The victim this time is the whitebark pine, the signature species of the northern Rockies ridge line and a foundational tree critical to the high mountain habitat of red squirrels, elk and grizzly bears.
A slow-growing species that lives for centuries, the whitebark pine is often the only tree hardy enough to withstand the frigid winters and harsh winds several thousand feet high in the Rockies. These majestic trees help to shelter smaller plants, stabilize vulnerable mountaintop soil, moderate snowmelt runoff, ensure steady stream flow in summer and produce a super-sized pine nut that's essential food for wildlife.
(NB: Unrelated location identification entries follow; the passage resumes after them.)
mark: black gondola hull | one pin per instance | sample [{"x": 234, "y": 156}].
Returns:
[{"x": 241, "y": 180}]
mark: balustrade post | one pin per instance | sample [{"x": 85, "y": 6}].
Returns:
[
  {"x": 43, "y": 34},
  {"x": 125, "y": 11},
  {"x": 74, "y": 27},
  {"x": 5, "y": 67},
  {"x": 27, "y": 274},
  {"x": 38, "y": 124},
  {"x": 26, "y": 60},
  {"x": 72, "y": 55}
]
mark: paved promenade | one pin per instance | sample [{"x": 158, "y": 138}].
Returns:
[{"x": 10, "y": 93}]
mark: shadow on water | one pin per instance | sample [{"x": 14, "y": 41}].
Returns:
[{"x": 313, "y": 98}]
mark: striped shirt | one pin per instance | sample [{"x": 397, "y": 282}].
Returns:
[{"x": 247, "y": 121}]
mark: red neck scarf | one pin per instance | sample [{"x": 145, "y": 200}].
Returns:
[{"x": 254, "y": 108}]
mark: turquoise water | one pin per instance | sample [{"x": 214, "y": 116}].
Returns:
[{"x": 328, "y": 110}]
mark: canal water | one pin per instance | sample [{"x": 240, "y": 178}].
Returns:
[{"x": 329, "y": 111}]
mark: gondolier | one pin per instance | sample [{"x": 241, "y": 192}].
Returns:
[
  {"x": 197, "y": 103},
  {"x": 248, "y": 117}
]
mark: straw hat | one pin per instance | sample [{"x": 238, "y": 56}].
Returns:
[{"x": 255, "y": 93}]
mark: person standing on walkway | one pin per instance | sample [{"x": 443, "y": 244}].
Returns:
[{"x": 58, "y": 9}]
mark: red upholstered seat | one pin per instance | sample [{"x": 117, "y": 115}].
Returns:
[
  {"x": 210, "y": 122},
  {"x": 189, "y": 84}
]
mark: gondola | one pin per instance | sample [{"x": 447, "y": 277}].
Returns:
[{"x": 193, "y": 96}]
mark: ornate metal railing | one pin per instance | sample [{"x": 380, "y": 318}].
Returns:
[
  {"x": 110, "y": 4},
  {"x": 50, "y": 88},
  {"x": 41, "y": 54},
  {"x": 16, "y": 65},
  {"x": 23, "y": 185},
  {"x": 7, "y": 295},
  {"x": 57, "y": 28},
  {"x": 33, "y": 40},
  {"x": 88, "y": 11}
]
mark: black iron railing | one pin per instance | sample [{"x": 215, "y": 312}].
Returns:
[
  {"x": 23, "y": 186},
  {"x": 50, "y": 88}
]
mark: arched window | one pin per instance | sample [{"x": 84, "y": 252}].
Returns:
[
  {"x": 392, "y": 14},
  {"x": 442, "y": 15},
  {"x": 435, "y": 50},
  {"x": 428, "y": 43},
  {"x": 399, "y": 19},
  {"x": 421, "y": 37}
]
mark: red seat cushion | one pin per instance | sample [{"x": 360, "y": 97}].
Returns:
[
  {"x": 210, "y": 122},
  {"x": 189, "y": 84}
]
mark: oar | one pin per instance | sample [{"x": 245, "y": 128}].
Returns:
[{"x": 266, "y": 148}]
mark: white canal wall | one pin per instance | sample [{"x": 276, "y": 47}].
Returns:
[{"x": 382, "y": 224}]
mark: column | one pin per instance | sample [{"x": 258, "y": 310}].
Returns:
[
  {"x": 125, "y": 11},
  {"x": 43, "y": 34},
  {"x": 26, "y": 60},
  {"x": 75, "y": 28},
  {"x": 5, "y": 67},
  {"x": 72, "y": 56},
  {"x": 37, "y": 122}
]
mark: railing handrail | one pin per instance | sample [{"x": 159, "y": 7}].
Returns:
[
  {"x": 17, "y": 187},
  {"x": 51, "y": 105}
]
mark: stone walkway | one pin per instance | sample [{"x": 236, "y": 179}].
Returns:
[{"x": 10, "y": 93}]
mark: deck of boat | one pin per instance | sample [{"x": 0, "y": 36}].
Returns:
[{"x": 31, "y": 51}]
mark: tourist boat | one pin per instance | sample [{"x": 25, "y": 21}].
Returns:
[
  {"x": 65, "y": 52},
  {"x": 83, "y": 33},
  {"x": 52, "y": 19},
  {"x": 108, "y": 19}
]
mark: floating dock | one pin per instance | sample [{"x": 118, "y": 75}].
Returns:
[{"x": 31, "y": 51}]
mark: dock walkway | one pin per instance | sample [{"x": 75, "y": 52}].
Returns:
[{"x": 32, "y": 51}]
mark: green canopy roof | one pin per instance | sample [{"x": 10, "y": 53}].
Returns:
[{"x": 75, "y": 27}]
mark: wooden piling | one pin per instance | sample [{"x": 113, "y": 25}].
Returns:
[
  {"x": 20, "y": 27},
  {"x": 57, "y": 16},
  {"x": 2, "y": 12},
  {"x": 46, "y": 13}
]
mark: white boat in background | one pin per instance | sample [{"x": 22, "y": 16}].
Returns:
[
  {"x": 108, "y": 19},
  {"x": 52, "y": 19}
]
After anchoring the Rocky Mountain high country for thousands of years, the whitebark pine is threatened with extinction by a modern ill. The greenhouse gases that are heating our planet have warmed the northern Rockies just enough to allow the native mountain pine beetles to flourish at high elevations where few could thrive before now.
As a result, whitebark pine trees are under siege by these ravenous beetles. Right now as much as 70 percent of these ancient trees are already dead in parts of Montana, Wyoming and Idaho.
The First Family will see this ongoing disaster in the form of lifeless trunks gone grey where green and healthy spires once reached for the skies.
Wildfires and disease are playing a role. Scientists and foresters, though, say the trees could largely withstand those pressures if they were not weakened and further attacked by the beetle onslaught.
Global warming is changing climate patterns around the world. The Rocky Mountains are not immune, nor, as it turns out, is Yellowstone National Park. It has taken its place alongside the melting Arctic ice caps, sprawling African deserts, warming Caribbean waters and the increasingly violent storms they breed in the unholy parade of environmental catastrophe passing by our very eyes.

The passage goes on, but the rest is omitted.